Indoor dining returns. Here's what suburban restaurants are doing to prepare.
For diners and restaurateurs, another new normal begins this weekend.
After months of carryout, curbside pickup and al fresco service, suburban restaurants are preparing to welcome diners indoors as the state enters phase 4 of Gov. J.B. Pritzker's plan to resume activities curtailed by the COVID-19 pandemic.
Just because this new phase permits indoor dining doesn't mean crowds will immediately descend on suburban eateries, says Arnie Krause, co-owner and operator of The Claim Company restaurants in Northbrook and Vernon Hills.
"The wild card is how quick people will come out," said Krause, who co-owns the restaurants with Ted and Michael Holleb. "My gut tells me that we're going to see more foot traffic in Vernon Hills than in Northbrook."
Still, restaurant owners and managers seem to greet this next phase with measured enthusiasm and cautious optimism. They say the health and safety of patrons and employees is paramount. To that end, owners will rearrange seating to increase the distance between tables, require employees and patrons to wear face coverings and increase the frequency of cleaning high-touch areas, among other precautions.
The Claim Company went a few steps farther, said Krause, installing glass partitions between booths, placing hand sanitizer dispensers every 20 feet or so and removing the Northbrook restaurant's self-serve salad bar.
That said, Krause acknowledges it will take time for patrons to become truly at ease dining out again.
"Behavior is driven by different factors," he said. "Until (diners) feel comfortable they won't go out ... It's a gradual thing and it will take a long time."
The Clubhouse Oak Brook will limit parties to tables of 10 people or fewer and will require diners to wear face coverings while in the restaurant unless they are seated at a table. Additionally, diners will be able to access the menu from their cellphones.
According to a prepared release, employees will be screened and have their temperatures taken before they enter the restaurant.
Mago Grill & Cantina restaurants in Arlington Heights and South Barrington are among the establishments screening employees, said co-owner/manager Rick Munoz.
"We will have hand sanitizer at strategic points in the dining room for employees and guests to use," Munoz said.
Employees will continuously clean frequently touched surfaces, including doorknobs, to "make sure everything is spick and span," Munoz said.
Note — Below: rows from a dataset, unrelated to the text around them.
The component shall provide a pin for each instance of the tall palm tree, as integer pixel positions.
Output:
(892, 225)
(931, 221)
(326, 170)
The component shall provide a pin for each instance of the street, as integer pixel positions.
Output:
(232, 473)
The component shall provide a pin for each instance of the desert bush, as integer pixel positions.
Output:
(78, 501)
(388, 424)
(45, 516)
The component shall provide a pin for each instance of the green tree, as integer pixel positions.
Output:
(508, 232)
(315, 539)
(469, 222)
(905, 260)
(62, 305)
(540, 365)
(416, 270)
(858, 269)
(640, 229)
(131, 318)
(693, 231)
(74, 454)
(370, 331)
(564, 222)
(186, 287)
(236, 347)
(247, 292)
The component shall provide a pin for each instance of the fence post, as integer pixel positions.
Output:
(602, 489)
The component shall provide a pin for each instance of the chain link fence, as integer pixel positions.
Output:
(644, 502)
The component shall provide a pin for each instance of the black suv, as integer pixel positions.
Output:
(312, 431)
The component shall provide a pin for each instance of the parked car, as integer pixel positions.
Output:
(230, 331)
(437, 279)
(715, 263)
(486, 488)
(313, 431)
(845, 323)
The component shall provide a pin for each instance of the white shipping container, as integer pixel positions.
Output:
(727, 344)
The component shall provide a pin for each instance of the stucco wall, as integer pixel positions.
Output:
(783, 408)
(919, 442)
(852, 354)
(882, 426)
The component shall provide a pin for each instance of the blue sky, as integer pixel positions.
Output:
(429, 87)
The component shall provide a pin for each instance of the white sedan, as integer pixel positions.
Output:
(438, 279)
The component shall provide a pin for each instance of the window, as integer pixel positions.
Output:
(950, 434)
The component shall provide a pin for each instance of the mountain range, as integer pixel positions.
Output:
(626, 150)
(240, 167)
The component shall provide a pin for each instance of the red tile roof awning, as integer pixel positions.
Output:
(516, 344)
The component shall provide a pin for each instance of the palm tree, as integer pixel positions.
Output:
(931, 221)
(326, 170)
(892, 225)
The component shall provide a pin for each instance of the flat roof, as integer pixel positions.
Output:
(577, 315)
Unlike some restaurants that have adopted cashless payment, Mago will accept both paper currency and credit cards but will require employees to wash their hands after every transaction.
"We haven't considered not taking cash," Munoz said.
Like The Claim Company, Jameson's Restaurant Group which operates restaurants in Algonquin, Bloomingdale, Crystal Lake, Huntley, Mount Prospect, Skokie, Vernon Hills and Woodridge, has installed plexiglass between booths, said Christina Angelos, manager of Jameson's social media and marketing. The Arlington Heights restaurant is not part of the restaurant group, Angelos said.
Restaurant party rooms will be repurposed for general dining to allow for proper distancing, she said.
Face coverings are required for servers, she said, while patrons must wear them in common spaces.
"The challenging part is getting customers to adhere to (safety guidelines)," Angelos said. "But we're definitely doing our part."
The pandemic changed the way the group operates, Angelos acknowledged, but the chain has learned how to adapt in the 30 years since it opened its flagship in Mount Prospect.
That restaurant "never missed a beat" as it transitioned to carryout and curbside service during the initial weeks of the pandemic, Angelos said.
"That was an indicator to us that we'll be fine in the long term," she said.